Monday, May 6, 2013

Caleb's response # 3


I want to begin where Dan left off and then I will cover the rest of his remarks.

He ended by saying,
The idea of absolute certainty may make you feel good, but you’re just kidding yourself.”

I would simply ask him if he was absolutely certain about that.

Dan does have absolute certainty about many things such as his existence and the laws of logic but he uses the technical term “axiom” and claims that the truth of these axioms is not a knowledge claim. So he can uses the laws of logic which he knows to be true and totally disregard any conversation about their justification because he claims these are just things we all know based upon the impossibility of the contrary. However, impossibility implies certainty and Dan has given up certainty.


Now, let me cover some of these other areas and I’ll finish covering more of that later.

I guess I should just ask Dan if he is a naturalist. He using transcendental laws of logic and even appealing to moral absolutes but when he took the verse from Romans and tried to flip it around so that “nature” is the creator and foundation of all things he appealed to naturalism. Of course we would have to ask, how could nature be the creator and sustainer of the laws that hold nature together? If the natural world is all that there is then we can’t know anything, we are the accident. The universe is simply time and chance acting on matter that came into being out of nothingness.

We find ourselves coming back to the verses from Numbers. Dan said that Christians should read the bible front to back and see that the God of the Bible is some kind of moral monster. I agree that we should read the Bible, Dan is not the first person to read these verses and he is not the first person to be shocked by them. But unlike what Dan has done I would also encourage you to read it in context. Notice he said, “Fortunately for all of us, most Christians no longer take seriously the Biblical calls to stone to death disobedient children (Deuteronomy 21:18) or to punish someone for wearing two types of fabric (Leviticus 19:19).” This is just being intellectually lazy when it comes to refuting the book you claim to disagree with. No Christian would believe that these punishments that were given only to Israel as part of the old covenant which they willingly entered into,  in any way apply to all mankind; especially to those of us under the new covenant.

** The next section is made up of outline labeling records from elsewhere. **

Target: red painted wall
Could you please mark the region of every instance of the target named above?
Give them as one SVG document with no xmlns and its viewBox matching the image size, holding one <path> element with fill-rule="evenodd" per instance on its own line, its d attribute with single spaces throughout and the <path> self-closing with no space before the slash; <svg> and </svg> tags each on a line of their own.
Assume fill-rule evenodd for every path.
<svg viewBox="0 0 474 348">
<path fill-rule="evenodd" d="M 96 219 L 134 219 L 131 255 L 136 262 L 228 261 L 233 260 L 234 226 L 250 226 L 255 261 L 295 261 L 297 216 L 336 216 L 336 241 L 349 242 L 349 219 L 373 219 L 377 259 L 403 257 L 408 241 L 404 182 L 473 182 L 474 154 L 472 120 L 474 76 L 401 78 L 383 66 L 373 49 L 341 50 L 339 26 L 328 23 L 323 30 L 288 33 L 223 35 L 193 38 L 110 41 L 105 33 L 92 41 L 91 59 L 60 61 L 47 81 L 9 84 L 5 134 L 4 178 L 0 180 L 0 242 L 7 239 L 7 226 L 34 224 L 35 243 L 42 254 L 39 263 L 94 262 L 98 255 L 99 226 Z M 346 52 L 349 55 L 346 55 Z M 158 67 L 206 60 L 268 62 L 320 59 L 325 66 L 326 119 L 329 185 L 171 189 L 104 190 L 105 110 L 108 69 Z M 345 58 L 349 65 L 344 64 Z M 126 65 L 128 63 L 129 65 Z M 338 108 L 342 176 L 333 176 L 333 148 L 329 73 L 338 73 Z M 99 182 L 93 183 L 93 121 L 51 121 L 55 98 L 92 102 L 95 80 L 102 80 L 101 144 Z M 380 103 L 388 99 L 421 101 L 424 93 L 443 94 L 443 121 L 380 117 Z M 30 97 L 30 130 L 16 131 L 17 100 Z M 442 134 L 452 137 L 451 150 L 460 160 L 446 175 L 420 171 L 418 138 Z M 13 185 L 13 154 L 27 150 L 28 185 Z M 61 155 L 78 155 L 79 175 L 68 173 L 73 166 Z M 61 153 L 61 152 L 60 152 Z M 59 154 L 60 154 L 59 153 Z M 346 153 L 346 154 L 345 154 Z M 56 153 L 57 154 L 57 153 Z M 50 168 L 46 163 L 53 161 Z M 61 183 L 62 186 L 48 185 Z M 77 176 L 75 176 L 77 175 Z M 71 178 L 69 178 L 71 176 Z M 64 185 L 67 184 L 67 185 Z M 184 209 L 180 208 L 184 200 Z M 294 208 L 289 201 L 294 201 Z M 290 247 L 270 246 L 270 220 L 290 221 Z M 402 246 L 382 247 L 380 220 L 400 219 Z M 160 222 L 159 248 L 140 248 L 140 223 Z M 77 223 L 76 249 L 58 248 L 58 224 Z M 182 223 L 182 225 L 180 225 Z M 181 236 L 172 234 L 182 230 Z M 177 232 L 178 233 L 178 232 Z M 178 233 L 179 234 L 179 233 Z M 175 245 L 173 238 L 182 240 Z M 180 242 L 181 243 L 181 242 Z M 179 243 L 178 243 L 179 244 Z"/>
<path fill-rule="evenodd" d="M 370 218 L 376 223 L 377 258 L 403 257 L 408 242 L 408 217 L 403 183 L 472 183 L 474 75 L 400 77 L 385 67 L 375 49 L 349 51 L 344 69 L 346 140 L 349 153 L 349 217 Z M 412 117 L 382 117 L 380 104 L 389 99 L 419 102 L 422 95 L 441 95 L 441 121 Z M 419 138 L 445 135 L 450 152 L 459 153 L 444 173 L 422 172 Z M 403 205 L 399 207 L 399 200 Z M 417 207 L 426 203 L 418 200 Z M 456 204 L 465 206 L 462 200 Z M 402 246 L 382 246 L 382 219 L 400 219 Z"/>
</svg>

This is a great opportunity to address what Dan stated when he said, “it shouldn’t matter for you if abstinence before marriage increases well-being, because well-being isn’t part of your equation for morality.” What Dan fails to recognize is that Gods morality is for our well-being.The difference is this well-being is not merely a physical one but a spiritual one as well. Take for example the verse inNumbers Dan keeps mentioning, if the Jewish army had not stood up to the armies that had opposed and tried to destroy the blood line through which Jesus was prophesized to be born Gods plan wouldhave been destroyed.  But because God loves Dan, he kept the enemy from winning and protected his plan to save us not just for this life but for the life to come.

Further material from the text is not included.